The gorgeous swell of “How Can One Keep Warm” features guitar contributions from Alvin Youngblood Hart, while “Not Breaking Hearts” a lead performance from Duane Betts, the son of late and legendary Allman Brothers six-stringer Dickie Betts: “Duane came in and played shortly after his father passed away,” Davidson explains. “It was such an honor to have him play on this song.”

Lyrically, the lush and echoing opener “Stop Breaking Down” nods to two country classics—Johnny Cash’s “Ring of Fire” and Hank Williams’ “I’m So Lonesome I Could Cry”—that emphasize Davidson’s gaze towards the past as he moves forward. “My songs have become more autobiographical,” he reflects. “I’m recounting my own experiences with heartbreak and being on the road. When I was younger, I was hitchhiking around—throwing everything I had off the back of a train and trying to escape whatever life I had as a younger person. I had some bad experiences in some different towns, and my heart has been broken in a thousand different ways. I don't even see through the same eyes anymore.”

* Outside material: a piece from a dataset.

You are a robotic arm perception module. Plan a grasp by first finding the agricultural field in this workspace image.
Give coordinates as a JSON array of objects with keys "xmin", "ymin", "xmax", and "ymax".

Davidson describes the shuffling glow of “Not Breaking Hearts,” “My attempt at writing a classic ‘60s country song. The songs have gotten long on these last few albums, and I want people to know that I can also write a song that runs for only two and a half minutes,” he chuckles. Meanwhile, the serpentine “Waiting For Me” was inspired by a particular creative process undertaken on Cordelia, as well as a chance to truly unleash Holloman’s singular powers: “On the last record, the guys said, ‘Write a song real quick,” which resulted in “Leaving Soon”,” Davidson recalls. “This time, they challenged me to write a classic soul song that transitioned into a sacred steel number with a praise break, so I wrote this song. It gave Ray-Ray and the band a real opportunity to stretch themselves out. I never thought I'd have musicians like that playing with me.”

“The World We Wanted” is a wry and skewering piece inspired by the ever-looming existential threat of climate change and political sorting. It’s imbued with the worldly perspective that Davidson—a newly ordained rabbi, having completed his ordination shortly after putting the final touches on Lear—has long brought to his work as a thinker and storyteller. “When I look at the world and think about how we’d like to change things about it, we lack the political will to actually do anything about it,” he reflects. “As a global society, we just don’t have it. The way our information universe exists now, the world has somehow flattened out for all of us. We paint nuanced issues with broad brushes, but I want to tell people that the world isn’t really that way.”

Across Lear, his messages ring loud and clear, marking yet another high point in a steadily expanding catalogue.